Ever since the IBM offer to acquire Sun fell through, we've been waiting for the other shoe to drop. Apparently, we didn't have to wait very long.

Honestly, I'm surprised at the strongly negative tone to many of the responses I've read or heard today. You expect to hear a lot of snarky sniping on Slashdot, but come on, Infoworld, do we really know that Oracle is going to lay off 10,000 Sun employees? (Which is a highly misleading headline, since in the last sentence of that article, you'll discover that Sun was already planning to lay off 6,000 people.)

Every deal has its pros and cons. Since other observerss have been focused on the potential downsides for Oracle, Sun, or their customers, let's leave those aside for the moment. Instead, let's talk about the waysin which this deal make sense.

Sun was on the path to be acquired by someone. Sun was struggling, and finding a buyer was a good way out of their business dilemmas. Once the IBM deal fell through, the big question was, how many other companies were in a position to acquire them? If not Oracle, then who?

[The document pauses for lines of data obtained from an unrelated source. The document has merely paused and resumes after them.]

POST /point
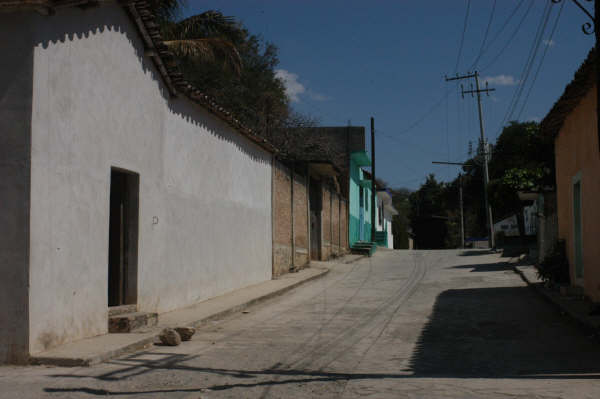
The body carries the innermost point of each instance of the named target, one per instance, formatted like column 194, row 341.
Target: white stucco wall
column 98, row 103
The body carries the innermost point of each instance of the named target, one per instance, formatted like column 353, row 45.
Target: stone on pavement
column 185, row 332
column 170, row 337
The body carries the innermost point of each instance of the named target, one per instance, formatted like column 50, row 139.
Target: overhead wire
column 485, row 36
column 462, row 39
column 527, row 67
column 547, row 46
column 530, row 60
column 511, row 38
column 498, row 33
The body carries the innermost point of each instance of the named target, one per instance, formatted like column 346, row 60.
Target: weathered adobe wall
column 344, row 226
column 301, row 220
column 334, row 227
column 326, row 224
column 16, row 68
column 576, row 149
column 335, row 216
column 282, row 222
column 205, row 191
column 282, row 219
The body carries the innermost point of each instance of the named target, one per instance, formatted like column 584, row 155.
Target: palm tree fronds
column 208, row 50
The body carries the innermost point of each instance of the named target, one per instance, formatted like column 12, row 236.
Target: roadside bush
column 555, row 267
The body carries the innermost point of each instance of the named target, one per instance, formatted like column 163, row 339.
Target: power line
column 511, row 38
column 425, row 115
column 542, row 59
column 497, row 35
column 531, row 59
column 487, row 31
column 519, row 89
column 462, row 39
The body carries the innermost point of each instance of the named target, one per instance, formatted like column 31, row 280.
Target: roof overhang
column 323, row 168
column 365, row 183
column 140, row 12
column 390, row 209
column 361, row 158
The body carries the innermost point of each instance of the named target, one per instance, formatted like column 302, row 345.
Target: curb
column 256, row 300
column 148, row 339
column 580, row 319
column 355, row 260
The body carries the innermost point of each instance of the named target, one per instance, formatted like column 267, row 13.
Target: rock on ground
column 185, row 332
column 170, row 337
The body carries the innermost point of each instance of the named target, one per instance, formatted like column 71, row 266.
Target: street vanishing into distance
column 414, row 324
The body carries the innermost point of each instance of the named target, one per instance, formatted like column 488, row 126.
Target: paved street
column 421, row 324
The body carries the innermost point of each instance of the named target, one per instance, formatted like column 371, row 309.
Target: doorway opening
column 577, row 230
column 315, row 197
column 123, row 237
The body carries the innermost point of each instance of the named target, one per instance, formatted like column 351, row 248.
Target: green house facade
column 359, row 227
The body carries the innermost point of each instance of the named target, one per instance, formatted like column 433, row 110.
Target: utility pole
column 486, row 175
column 373, row 180
column 462, row 218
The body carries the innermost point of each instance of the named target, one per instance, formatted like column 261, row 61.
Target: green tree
column 429, row 214
column 221, row 57
column 522, row 160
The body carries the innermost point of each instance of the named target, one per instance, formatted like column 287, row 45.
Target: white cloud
column 501, row 80
column 317, row 96
column 294, row 89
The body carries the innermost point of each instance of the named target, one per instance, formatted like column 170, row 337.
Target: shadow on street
column 501, row 332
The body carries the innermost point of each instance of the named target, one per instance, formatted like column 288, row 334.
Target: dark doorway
column 315, row 198
column 123, row 237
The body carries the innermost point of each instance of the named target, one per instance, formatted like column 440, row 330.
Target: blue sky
column 345, row 61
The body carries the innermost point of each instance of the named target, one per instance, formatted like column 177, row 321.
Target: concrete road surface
column 419, row 324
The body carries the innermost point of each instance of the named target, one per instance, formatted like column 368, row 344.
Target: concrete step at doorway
column 130, row 322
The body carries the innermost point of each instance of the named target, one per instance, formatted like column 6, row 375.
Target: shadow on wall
column 489, row 333
column 84, row 24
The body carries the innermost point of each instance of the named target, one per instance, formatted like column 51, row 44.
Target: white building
column 119, row 183
column 385, row 214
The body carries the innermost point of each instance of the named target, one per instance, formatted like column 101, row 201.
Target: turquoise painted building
column 359, row 195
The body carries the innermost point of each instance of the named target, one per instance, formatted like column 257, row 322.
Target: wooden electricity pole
column 460, row 202
column 486, row 175
column 372, row 180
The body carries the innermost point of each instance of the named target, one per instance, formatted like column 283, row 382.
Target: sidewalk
column 574, row 306
column 98, row 349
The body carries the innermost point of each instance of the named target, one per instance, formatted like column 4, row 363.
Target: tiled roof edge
column 574, row 92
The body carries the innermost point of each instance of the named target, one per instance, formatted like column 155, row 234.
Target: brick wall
column 282, row 219
column 335, row 219
column 325, row 225
column 301, row 220
column 334, row 226
column 344, row 225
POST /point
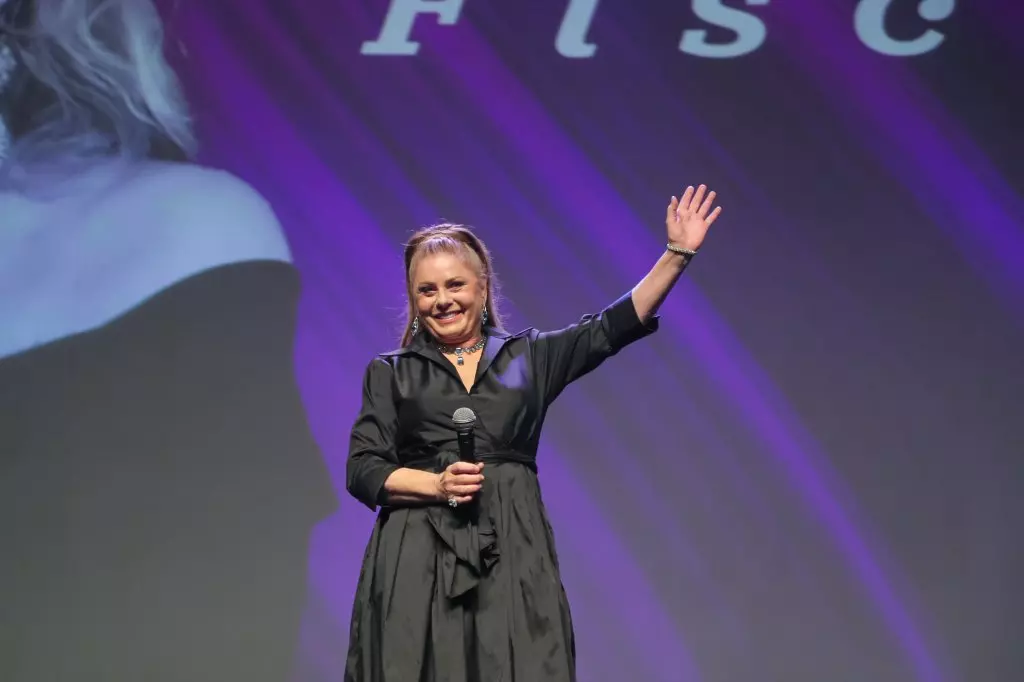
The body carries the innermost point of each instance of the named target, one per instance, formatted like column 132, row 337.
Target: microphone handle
column 467, row 444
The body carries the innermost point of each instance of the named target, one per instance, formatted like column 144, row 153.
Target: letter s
column 751, row 31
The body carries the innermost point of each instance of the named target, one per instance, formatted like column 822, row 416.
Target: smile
column 448, row 317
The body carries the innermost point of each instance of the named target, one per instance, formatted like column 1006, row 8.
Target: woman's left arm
column 687, row 222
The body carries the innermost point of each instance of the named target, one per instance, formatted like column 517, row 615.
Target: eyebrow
column 448, row 282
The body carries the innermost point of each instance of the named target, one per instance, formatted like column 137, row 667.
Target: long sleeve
column 569, row 353
column 372, row 454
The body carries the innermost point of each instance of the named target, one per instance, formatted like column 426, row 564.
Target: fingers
column 714, row 215
column 462, row 479
column 684, row 203
column 465, row 467
column 708, row 203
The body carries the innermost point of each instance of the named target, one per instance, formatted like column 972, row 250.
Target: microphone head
column 464, row 417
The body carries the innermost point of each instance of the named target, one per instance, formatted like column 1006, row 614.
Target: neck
column 462, row 343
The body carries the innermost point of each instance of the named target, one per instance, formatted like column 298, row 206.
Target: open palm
column 689, row 218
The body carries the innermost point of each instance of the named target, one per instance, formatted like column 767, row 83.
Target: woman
column 460, row 580
column 158, row 481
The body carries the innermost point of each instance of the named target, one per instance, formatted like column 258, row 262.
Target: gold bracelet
column 681, row 251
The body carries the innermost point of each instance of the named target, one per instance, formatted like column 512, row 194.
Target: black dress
column 468, row 595
column 158, row 486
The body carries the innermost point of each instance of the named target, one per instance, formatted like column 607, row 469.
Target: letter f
column 398, row 25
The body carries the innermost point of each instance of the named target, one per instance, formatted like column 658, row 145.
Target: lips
column 448, row 317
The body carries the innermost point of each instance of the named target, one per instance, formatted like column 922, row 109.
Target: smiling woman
column 461, row 578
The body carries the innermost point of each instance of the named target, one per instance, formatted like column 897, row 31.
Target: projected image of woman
column 461, row 581
column 158, row 481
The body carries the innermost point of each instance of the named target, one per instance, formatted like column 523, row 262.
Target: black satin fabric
column 471, row 594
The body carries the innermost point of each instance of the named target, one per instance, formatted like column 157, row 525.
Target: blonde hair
column 460, row 241
column 96, row 82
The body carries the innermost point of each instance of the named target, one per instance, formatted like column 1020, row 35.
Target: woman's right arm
column 373, row 473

Oracle needs to extend its platform. Oracle's strongest card has been its ability to get its platform technology–in particular, its database–into IT centers. Just as many companies have discovered how slippery a concept "platform" can be, Oracle long ago realized that its business depended on expanding that definition beyond just the RDBMS.

Oracle realizes that it can't build everything. On the other hand, as big a company as Oracle is, and as many developers as it employs, it came to a realization–not immediately, and not easily–that it couldn't build everything. You might quibble whether Oracle should develop certain point capabilities, such as workflow, or let someone else build it. When a company of Oracle's caliber finds it difficult achieve the success it thinks it deserves at a line-of-business, major platform component level, then people need to stop quibbling and get serious. To its credit, Oracle realized that it needed to stop trying to build its own version of every technology out there. (Anyone  remember Oracle PowerBrowser?)

Oracle has been successfully acquiring platform and application technologies. To get serious about the application server market, Oracle acquired BEA. To overcome the hurdles entering the enterprise content management market, it gobbled up Stellent. And most famously, to get applications technology, solutions expertise, and customer lists, it bought Peoplesoft and Siebel. All smart moves, compared to rolling a big Sisyphus-sized rock up hills where Oracle couldn't bring its strengths to bear.

At key points of contact, Oracle and Sun's businesses mesh. The best way to describe Oracle's business culture is, "Techie on the inside, techie on the outside." If you're a component technology company, you'll find it easy to fit into the Oracle organization. If your customers are DBAs, developers, or sysadmins, the transition will be that much easier. The congruence between Sun and Oracle works at other levels than products and customers too. Oracle's salesforce now has more enterprise-scale technology to sell. Oracle's very genuine investment in building a community of technologists just got a huge boost, too.

Oracle has not raped, pillaged, and burned its acquisitions. Remember when Oracle announced its intention to buy Peoplesoft, and everyone acted as though Viking longships would soon be coming through San Francisco Bay? Oracle has not cleaved savagely at the organizations it acquired, nor at the customers who came with them. Was everyone happy with the results? No, of course not–but how different was that from other acquisitions in this industry? Particularly since the priorities of the larger company (for example, having everything work within the current versions of Oracle's platform technologies or management tools) naturally take preference?

Oracle needs a stronger cloud story. Oracle is still the odd platform company out in the cloud market. Larry Ellison might go to extremes in decrying the hype about cloud computing,  he's right to be careful. Oracle might fit into the cloud already, since there are multiple layers of the cloud computing platform, without making major changes. However, if the shift to cloud-based services, something that does play strongly to Oracle as a platform company, does require investments in technology (yes, perhaps even hardware) or expertise, then the Sun acquisition may help.

Oracle's freedom of action expands with Sun. Depending on how the technology market expands, with or without respect to cloud computing, "the Oracle platform" might need to include an operating system, greater optimizations to work on particular hardware, or more direct influence over the future of Java and related technologies. In that case,  the Sun acquisition might be strategic, even if the short-term benefits aren't altogether clear. (And it's worth noting Oracle's existing investments in some of these platform-defining technologies, such as Linux.)

Yes, of course, there are potential downsides. Perhaps MySQL won't die immediately, but it might suffer malign neglect.  On the other hand, as long as its fortunes were tied to a struggling company, its future was in doubt for other reasons. Maybe other people's favorite technologies will get the axe. And maybe some of them, such as the-serious-challenge-to-Microsoft-Office-that-never-was, should get the bum's rush. Whether that means selling these technologies, putting them into RDB-like semi-retirement, or completely retiring them, remains to be seen.